Depuis quelques jours, des images montrant des boites de conserve avec inscription « viande humaine » circulent sur les réseaux sociaux. Ces boîtes à l’aspect vieilli, étiquetées « Viande Humaine – Premier choix » sont présentées comme commercialisées en France en 1923. Pourtant, ces affirmations sont fausses alors que les photos sont en réalité des objets factices.
Étiquette jaunie, typographie d’époque, scène gravée rappelant un sacrifice ancien, tout renvoie à des objets de collections, sortis d’un musée. Pour plusieurs « complotistes », ces images sont la preuve d’un « commerce macabre de l’après-guerre ». Pourtant, Congo Check a pu remonter à son origine alors qu’aucune archive officielle n’a permis d’établir les traces de ces boites de conserve.

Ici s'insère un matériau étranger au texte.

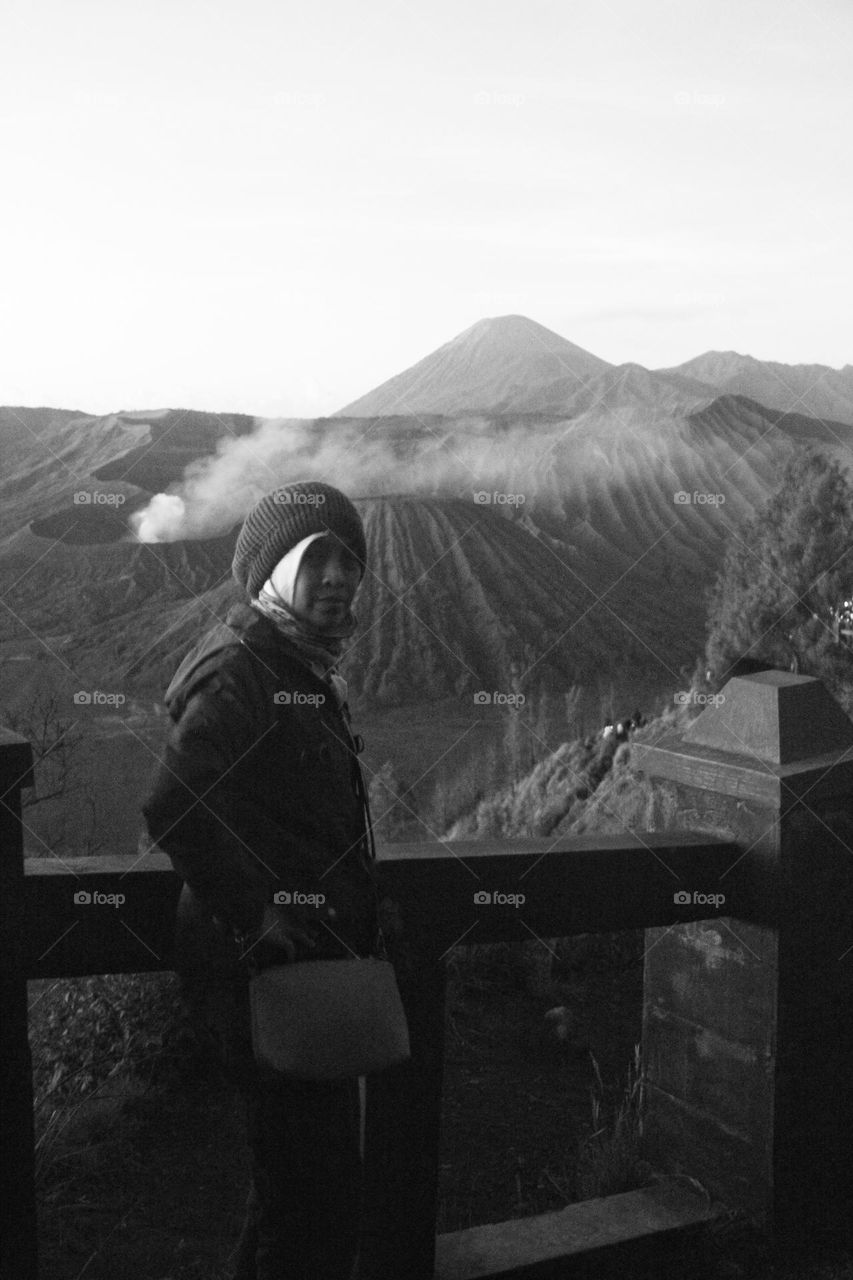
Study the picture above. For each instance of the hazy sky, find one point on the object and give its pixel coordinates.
(274, 206)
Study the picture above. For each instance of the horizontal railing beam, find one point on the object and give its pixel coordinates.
(115, 914)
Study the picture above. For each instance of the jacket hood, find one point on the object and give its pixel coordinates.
(242, 625)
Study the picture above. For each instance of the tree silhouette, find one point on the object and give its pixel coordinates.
(785, 576)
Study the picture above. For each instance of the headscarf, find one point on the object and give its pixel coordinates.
(320, 649)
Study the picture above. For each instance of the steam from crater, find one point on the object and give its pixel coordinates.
(364, 457)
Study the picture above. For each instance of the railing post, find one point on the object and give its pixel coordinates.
(402, 1127)
(18, 1251)
(747, 1022)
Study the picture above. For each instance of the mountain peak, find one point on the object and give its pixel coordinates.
(498, 365)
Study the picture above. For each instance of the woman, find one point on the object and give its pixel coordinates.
(260, 805)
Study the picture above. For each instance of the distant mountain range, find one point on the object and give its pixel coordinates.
(510, 364)
(529, 508)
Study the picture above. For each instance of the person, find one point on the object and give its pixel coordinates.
(260, 804)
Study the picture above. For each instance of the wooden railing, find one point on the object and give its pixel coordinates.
(747, 984)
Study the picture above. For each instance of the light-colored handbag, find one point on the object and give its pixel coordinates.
(328, 1019)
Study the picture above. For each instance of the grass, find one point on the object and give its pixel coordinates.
(610, 1159)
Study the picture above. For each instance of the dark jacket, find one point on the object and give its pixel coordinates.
(260, 789)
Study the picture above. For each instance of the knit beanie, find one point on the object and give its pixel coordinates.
(283, 519)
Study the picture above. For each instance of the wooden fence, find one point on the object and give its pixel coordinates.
(748, 981)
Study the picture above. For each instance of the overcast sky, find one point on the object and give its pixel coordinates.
(272, 208)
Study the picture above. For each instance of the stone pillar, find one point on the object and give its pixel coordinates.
(748, 1018)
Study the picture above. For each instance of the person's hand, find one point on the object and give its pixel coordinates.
(286, 927)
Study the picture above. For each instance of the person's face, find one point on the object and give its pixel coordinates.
(325, 584)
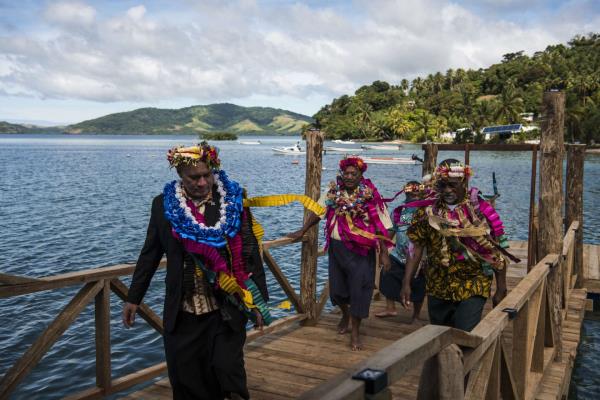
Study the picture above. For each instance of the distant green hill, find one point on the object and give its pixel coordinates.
(190, 120)
(196, 119)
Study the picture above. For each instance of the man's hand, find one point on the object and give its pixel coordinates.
(405, 295)
(259, 321)
(498, 296)
(295, 236)
(128, 314)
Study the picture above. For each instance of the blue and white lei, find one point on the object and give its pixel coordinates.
(183, 222)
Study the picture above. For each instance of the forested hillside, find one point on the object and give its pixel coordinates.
(427, 106)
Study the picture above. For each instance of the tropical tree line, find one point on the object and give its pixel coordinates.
(468, 100)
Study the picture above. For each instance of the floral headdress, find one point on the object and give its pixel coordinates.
(203, 152)
(353, 161)
(454, 170)
(414, 188)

Une recherche avec les mots-clés « Frost Atelier », du nom de la société présentée comme fabricant de ces boites de conserve a permis d’établir que celle-ci a vu le jour seulement en 2002, soit près de 80 ans après la supposée période de commercialisation de ces boites qui lui sont imputées.
L’entreprise, de droit danois, est spécialisé en « accessoires de design intérieur et de quincailleries architecturales conjuguant habilement la tradition du design danois et le côté fonctionnel ».
Dans un second temps, une recherche croisée en associant la marque « Frost », une méthode qui a permis de découvrir que ces boites de conserve sont en réalité des « Objets factices », réalisés pour « collection ou décoration de cabinet de curiosités », comme le prouve cette page du site Leboncoin.fr. Congo Check a également consulté des archives en ligne sans trouver de trace d’une entreprise portant le nom « Frost » en France pour la période 1903-1923.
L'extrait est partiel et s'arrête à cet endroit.